Wednesday, February 10, 2016

The Devil's Eye (movie review)


We seem to have embarked on an Ingmar Bergman retrospective, with the Seventh Seal and now another religious parable, playing up similar memes.

We don't get Death this time, as a character, but the Devil himself.  Given the title, we might think his eye problem is less prosaic than a mere sty, which he seems unsure about and needs a mirror to half-discern.  The Devil, being vain, strives to see himself in his own wretched glory, and thereby hangs a tail, er tale.

The Devil is consumed with desire for the wholesome soul of a young maiden, still alive, on Earth, and thinks he has just the man to get it for him:  the corrupting Don Juan, accompanied by his likewise wily vassal.  Both are already denizens of Hell, so this offer of a foray back to Earth comes as a welcome invitation and both prove eager to rise to the challenge, plus a demon is sent after them, just to supervise.  The demon hangs out as a black cat, when not in male form.

The film portrays itself as a Divine Comedy, not unlike a midsummer night's dream, a parable with stock characters in which we may see ourselves reflected.  A naive dad, the vicar, a Ned Flanders type, does not see his daughter as a grownup, nor life in general from that standpoint.  He comes across as the clown, gent of somewhat stunted development, yet unwittingly a prime mover of events.

The vicar's wife, weary of living with such a child-like husband, is open to someone new.  The vassal senses this opportunity and his scenario plays out in parallel to Don Juan's,.  The demon goes after the vicar, trying to shake his faith in human nature.  The vicar proves to be quite a challenge, with an agenda of his own.

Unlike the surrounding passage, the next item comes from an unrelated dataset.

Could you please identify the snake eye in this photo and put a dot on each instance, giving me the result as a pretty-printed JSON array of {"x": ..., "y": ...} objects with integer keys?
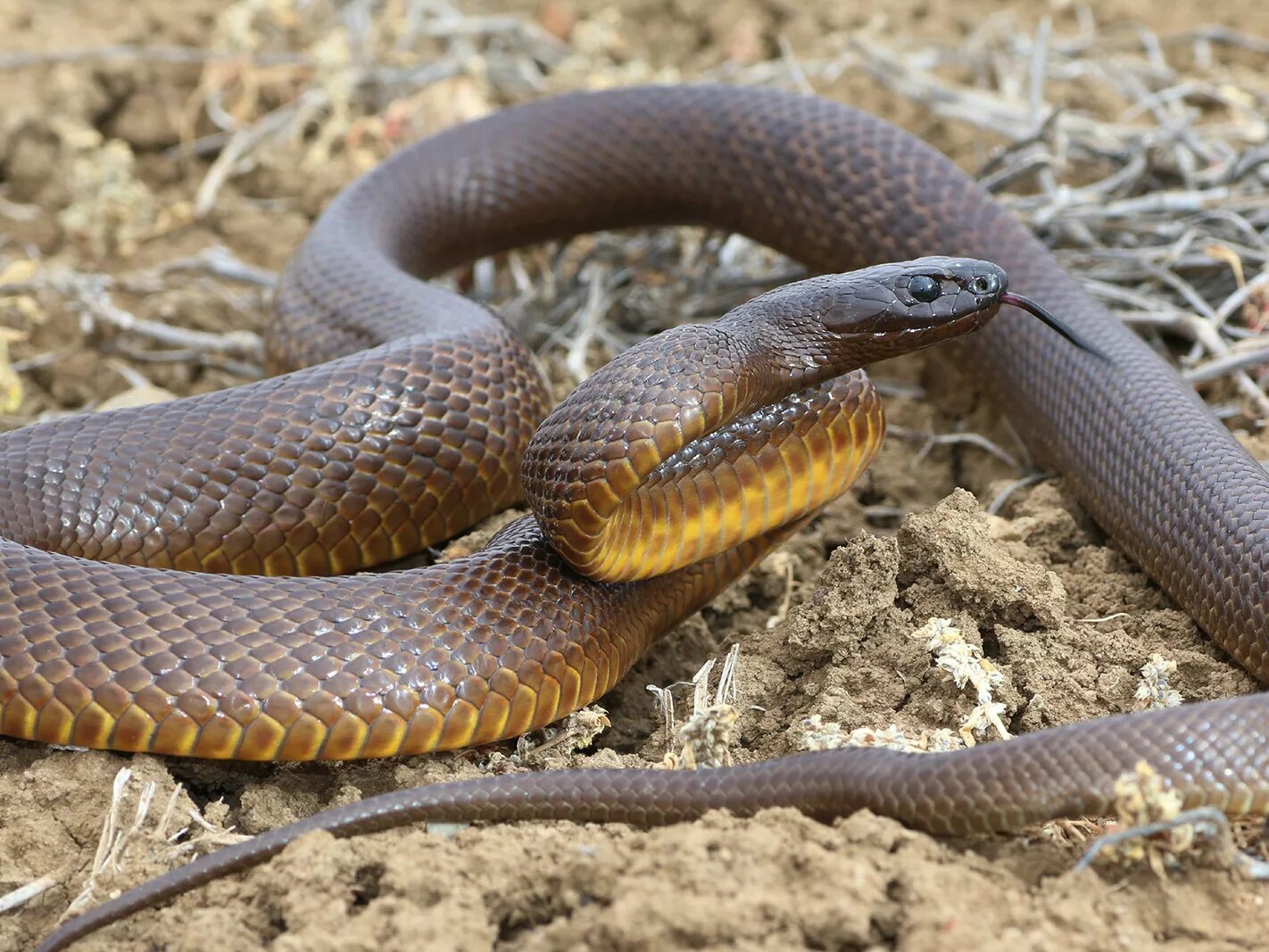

The happily engaged couple, the vicar's daughter and her boyfriend, between whom Don Juan's inserting himself would be disruptive, likewise have an unwitting air about them.  Everything seems so planned, so by the book, with the stock players unused to reflecting deeply, going through the motions, eager to do what's expected of them.

With Don Juan on the scene, Hell bent on hot pursuit, our female protagonist is plunged into self examination of her own values, and her cogent self assessment seems exacting enough to take some wind from Don Juan's sails.  She's inwardly loyal, or says she is.

Given Don Juan seems unable to penetrate her emotional armor, a merely physical "love scene" would seem extraneous and perfunctory, beneath his pride.  He would prefer to discover true love in his own assessment of what that looks like, a move perhaps uncharacteristic for him, but a breakthrough in spiritual maturity.  Don Juan finally up to the level of pining for someone other than himself.

The Devil is predictably upset by this outcome.  Don Juan has grown in stature and comes closer to matching the Devil himself in his capacity for despair.

Don Juan has attained a kind of proud boredom and disinterest in his own eternal abuse, which involves endlessly striving to seduce, yet always waking up at the brink of victory, in some perpetual Ground Hog Day of devilish design.  He addresses the Devil almost as an equal, as a consequence of his own most refined sense of "designer sin" and its high price tag.